- Directed by: John Hilbard
- Screenplay by: John Hilbard, Finn Henriksen
- Based on: novel by Soya
- Produced by: Finn Henriksen
- Starring: Ole Søltoft, Birte Tove, Annie Birgit Garde
- Release date: September 3, 1971;
- Running time: 103 minutes
- Country: Denmark
- Box office: SEK 4.8 million (Sweden)

= Bedside Dentist =

1971 Danish erotic film

Bedside Dentist (Tandlæge på sengekanten), is a 1971 Danish erotic comedy film and part of the Bedside-films series, directed by John Hilbard from a screenplay by John Hilbard and Finn Henriksen, and produced by Finn Henriksen. The film highlighted, in parody, two versions of Danish masculinity. The film was released in the UK as Danish Dentist on the Job.

== Plot ==
A rich woman (Annie Birgit Garde) wants to endow her nephew (Ole Søltoft), who is a dental student, with a large fortune and her company. As she wants to make sure that he is a "real man", "into beer, pussy and horn music", before passing the estate on to him, she hires a prostitute.
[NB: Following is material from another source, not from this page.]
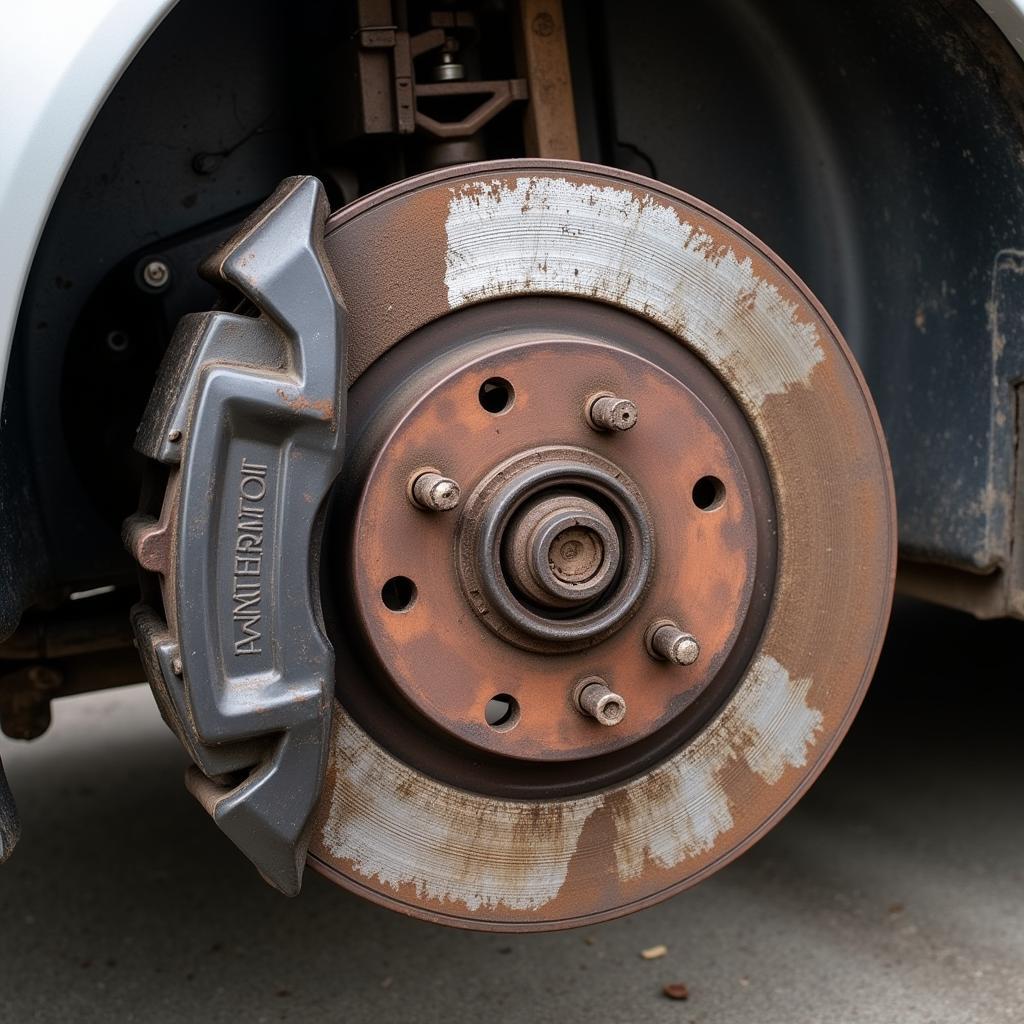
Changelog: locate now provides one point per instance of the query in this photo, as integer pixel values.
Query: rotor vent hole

Rumors spread about her nephew's wealth, and women show interest.

== Cast ==
- Ole Søltoft as dental student Thomas
- Birte Tove as Nina
- Annie Birgit Garde as aunt Benedikte Swane-Hansen
- Carl Ottosen as professor Andreas Henningsen
- Soren Stromberg as Michael
==Box office==
The film was successful in Sweden with a gross of SEK 4.8 million.